MAESTRO DI ARTI MARZIALI
«Aveva una palestra dove insegnava arti marziali» è la cosa che, di lui, ricordano tutti. In realtà, dice l'amico e allievo Mauro Bondesan, «quella di Luigi era stata la prima palestra di arti marziali a Sottomarina, sulla riva del Lusenzo, ancora negli anni 70. Lui aveva iniziato con il judo e il pugilato, poi aveva continuato con il ju-jitsu e, in seguito, con l'ingresso del maestro Rossato di Padova e poi di Walter Meneghini, insegnava anche il karate. Io sono arrivato fino all'ottavo dan ed eravamo davvero un bel gruppo. C'era anche suo figlio Claudio, che ha ottenuto degli ottimi risultati, anche in Nazionale».
LA MORTE DEL FIGLIO
Alcuni anni fa, Claudio, colpito da un male incurabile, è morto e il padre «da quel giorno ha cambiato completamente carattere, è diventato più introverso». Ma non era stato questo il primo e unico lutto nella vita di Luigi: molti anni fa aveva perso la prima moglie, madre dei suoi due figli, e solo in seguito aveva trovato un'altra compagna con la quale viveva in via Falier.
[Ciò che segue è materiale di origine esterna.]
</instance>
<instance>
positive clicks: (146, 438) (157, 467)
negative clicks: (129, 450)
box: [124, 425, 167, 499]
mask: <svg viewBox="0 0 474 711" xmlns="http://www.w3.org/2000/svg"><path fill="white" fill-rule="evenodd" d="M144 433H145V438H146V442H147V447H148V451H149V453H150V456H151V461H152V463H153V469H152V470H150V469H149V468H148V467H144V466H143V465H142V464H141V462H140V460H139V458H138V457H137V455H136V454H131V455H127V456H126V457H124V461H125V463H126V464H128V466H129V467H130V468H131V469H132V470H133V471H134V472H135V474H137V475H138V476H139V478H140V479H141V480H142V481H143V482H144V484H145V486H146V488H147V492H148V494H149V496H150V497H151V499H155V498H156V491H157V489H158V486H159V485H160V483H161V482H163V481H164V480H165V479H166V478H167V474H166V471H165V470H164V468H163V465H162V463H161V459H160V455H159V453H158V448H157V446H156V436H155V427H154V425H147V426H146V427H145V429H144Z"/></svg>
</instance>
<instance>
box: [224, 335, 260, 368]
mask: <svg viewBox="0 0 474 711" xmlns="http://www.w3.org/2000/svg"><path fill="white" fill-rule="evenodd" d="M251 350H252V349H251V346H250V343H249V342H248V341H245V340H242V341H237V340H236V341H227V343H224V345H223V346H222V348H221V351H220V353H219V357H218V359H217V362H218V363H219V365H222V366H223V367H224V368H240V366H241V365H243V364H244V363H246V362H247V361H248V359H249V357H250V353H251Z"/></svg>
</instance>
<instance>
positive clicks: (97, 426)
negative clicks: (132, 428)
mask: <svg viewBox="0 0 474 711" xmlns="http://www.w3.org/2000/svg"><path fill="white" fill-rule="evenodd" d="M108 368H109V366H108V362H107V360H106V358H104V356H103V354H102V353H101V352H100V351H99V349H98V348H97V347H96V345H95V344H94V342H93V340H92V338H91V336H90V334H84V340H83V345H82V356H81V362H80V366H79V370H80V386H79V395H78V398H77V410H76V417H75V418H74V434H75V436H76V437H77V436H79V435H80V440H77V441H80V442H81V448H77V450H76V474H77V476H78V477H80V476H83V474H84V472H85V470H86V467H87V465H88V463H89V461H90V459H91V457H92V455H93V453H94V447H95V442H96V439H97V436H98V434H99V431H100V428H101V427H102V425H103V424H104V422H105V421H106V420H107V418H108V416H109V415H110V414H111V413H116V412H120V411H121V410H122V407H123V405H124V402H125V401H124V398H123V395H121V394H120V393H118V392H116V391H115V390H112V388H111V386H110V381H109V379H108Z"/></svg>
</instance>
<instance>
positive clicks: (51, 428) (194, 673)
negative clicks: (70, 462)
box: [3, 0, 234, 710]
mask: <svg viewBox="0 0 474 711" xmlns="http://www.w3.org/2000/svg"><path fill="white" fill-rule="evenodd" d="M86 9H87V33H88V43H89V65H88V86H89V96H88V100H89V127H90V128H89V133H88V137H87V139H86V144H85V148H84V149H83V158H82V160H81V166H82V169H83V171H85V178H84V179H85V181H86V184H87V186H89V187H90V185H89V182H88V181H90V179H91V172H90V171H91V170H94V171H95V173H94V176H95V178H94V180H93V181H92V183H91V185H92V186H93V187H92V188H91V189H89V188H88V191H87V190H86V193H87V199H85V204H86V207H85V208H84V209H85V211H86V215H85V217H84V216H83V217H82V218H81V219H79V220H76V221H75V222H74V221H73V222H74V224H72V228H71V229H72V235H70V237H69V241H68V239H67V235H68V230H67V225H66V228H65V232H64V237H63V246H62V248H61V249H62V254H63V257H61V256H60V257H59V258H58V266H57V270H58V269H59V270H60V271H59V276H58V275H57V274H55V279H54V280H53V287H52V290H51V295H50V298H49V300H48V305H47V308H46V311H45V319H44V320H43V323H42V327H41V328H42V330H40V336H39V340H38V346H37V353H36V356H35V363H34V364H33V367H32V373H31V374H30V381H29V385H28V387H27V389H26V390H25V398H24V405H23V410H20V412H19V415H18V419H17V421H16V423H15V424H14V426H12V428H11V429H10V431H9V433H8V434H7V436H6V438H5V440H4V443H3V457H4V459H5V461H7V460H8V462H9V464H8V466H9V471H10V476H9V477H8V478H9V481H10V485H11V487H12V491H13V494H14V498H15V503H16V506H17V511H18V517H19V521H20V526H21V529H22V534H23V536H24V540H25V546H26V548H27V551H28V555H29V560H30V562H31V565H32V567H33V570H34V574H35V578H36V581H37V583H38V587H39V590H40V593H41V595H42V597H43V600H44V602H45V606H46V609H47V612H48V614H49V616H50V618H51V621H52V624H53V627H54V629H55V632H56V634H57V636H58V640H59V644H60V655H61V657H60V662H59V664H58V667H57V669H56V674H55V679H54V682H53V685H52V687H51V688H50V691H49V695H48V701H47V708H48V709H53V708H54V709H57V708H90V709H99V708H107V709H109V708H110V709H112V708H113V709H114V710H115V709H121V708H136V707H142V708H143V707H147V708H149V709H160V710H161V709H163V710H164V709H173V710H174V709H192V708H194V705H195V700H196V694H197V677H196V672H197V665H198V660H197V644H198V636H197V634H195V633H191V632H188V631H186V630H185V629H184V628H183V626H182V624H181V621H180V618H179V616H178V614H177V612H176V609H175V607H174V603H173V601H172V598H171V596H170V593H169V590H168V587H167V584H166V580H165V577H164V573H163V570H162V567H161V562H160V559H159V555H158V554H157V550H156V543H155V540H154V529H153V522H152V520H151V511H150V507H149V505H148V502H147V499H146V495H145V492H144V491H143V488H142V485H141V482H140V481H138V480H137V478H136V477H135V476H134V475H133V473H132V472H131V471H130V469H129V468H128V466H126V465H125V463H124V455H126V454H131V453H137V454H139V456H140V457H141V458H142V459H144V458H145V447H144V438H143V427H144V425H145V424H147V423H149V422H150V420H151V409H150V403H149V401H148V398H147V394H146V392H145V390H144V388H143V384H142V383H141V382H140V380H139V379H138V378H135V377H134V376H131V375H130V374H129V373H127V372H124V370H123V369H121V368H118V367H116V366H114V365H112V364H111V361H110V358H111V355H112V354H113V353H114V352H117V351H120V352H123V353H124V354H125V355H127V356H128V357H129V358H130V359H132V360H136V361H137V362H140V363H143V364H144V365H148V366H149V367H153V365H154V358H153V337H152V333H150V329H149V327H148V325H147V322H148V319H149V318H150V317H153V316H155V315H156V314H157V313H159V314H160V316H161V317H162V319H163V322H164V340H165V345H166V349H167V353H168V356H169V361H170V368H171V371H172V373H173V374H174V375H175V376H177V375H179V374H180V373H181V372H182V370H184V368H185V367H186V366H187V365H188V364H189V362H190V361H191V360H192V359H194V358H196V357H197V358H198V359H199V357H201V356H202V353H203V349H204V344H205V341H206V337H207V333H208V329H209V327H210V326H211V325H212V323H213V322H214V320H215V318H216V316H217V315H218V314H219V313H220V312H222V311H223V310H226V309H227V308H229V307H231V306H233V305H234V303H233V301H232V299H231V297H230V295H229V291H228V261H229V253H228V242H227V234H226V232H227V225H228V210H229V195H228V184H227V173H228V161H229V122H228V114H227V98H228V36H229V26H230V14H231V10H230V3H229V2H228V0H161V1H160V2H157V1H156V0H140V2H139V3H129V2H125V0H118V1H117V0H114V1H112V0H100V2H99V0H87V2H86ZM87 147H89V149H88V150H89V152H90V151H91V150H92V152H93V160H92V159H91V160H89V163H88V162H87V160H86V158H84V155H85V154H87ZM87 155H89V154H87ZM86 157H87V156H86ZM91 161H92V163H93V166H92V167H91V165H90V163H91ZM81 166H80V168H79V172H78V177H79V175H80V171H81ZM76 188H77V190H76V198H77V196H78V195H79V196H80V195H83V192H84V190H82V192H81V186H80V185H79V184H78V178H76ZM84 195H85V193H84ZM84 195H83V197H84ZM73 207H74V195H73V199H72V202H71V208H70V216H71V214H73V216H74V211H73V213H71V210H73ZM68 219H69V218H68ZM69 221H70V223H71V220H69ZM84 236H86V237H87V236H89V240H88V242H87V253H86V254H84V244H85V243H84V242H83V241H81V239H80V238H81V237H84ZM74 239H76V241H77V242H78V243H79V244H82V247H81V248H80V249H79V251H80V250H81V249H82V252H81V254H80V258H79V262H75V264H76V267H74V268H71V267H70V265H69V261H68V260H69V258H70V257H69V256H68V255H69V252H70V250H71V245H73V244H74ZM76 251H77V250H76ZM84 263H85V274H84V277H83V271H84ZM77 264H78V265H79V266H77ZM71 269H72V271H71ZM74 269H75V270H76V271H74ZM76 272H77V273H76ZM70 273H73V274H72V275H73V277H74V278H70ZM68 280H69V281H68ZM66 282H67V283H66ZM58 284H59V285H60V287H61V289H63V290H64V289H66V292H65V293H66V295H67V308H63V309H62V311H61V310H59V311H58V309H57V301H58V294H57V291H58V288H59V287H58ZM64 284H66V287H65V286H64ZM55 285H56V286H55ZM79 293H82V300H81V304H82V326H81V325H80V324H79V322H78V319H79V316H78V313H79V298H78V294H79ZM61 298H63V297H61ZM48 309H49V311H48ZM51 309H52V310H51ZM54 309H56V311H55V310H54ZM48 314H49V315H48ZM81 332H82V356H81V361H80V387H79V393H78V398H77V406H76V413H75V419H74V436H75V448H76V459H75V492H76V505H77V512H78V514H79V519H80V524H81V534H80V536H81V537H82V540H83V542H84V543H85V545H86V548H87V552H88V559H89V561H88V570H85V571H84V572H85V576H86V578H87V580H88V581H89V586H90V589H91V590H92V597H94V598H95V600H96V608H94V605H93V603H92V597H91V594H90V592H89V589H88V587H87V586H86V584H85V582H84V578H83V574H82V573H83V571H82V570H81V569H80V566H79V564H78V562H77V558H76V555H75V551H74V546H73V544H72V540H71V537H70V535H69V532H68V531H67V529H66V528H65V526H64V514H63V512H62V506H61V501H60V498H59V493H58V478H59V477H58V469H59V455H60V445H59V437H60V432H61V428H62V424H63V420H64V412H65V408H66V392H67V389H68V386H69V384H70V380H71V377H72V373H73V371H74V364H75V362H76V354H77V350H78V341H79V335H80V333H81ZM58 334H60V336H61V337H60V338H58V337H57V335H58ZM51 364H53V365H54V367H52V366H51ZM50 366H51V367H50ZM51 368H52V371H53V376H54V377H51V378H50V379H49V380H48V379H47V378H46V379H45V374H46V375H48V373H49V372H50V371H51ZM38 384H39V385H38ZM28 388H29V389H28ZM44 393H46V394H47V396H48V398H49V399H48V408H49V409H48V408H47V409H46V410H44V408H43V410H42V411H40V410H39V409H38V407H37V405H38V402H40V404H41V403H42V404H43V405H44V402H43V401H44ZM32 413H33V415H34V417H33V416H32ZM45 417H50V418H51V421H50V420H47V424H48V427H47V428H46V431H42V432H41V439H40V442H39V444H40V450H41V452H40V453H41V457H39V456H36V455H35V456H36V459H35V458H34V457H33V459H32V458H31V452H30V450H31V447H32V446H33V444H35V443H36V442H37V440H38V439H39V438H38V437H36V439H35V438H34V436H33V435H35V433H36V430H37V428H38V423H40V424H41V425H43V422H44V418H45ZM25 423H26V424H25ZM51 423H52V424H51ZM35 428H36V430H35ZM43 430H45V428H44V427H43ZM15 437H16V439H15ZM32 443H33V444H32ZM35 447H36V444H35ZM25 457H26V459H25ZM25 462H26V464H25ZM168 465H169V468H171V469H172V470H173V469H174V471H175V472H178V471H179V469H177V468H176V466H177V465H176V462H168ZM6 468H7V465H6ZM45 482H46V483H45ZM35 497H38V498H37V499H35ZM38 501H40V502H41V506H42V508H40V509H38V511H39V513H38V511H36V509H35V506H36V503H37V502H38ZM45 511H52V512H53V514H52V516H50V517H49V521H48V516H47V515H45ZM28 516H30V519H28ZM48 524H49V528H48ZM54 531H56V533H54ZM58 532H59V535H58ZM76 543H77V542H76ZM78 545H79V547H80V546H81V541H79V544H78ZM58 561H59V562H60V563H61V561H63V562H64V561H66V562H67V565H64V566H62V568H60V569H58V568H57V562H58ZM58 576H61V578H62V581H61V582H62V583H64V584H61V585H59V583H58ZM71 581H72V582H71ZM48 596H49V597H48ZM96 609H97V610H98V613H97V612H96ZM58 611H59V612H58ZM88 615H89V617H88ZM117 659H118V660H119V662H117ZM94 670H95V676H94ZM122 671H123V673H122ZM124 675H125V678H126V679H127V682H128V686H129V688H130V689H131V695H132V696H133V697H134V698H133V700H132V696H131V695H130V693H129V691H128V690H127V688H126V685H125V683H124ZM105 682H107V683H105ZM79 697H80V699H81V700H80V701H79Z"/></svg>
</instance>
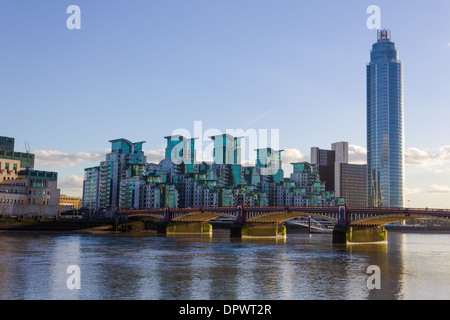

Il secondo figlio, Reddy, invece, abita fuori Chioggia. Oltre alle arti marziali, Luigi Boscolo praticava una piccola attività di mediatore di prodotti orticoli e della pesca e anche adesso, in pensione da molti anni, aveva conservato l'abitudine di andare a pescare.
L'HOBBY DELLA PESCA
Spesso partiva al mattino presto, con la moto, raggiungeva la sua barca e, con quella, si dirigeva in laguna per pescare a canna fino al pomeriggio inoltrato, per poi tornare a casa: un hobby che si potrebbe definire una classica abitudine da pensionato. Un altro luogo di sua abituale frequentazione, dove si recava sempre da solo, era il bar-tabacchi all'inizio di via Papa Giovanni XXIII, l'unico nel quartiere, dove l'avevano visto, l'ultima volta, la sera di sabato, senza che il suo comportamento facesse presagire alcunché. «Veniva quasi tutti i giorni raccontano i gestori prendeva un caffè e andava via». Attenzione però: caffè d'orzo e, qualche volta, una bottiglietta di acqua minerale non gassata. Abitudini salutiste, per così dire, perché «era stato un atleta e aveva cura del suo corpo». Non attaccava mai conversazione con altri clienti o con i baristi, ma limitava la sua permanenza a pochi convenevoli e a quella rapida consumazione. E, oltre a non bere alcolici, non fumava e neppure acquistava gratta e vinci. La vita condotta in passato e le attenzioni del presente, fanno pensare che non avesse problemi di natura fisica. Forse il suo dolore per la morte del figlio, gli è pesato a lungo e, alla fine, lo ha distrutto nell'animo.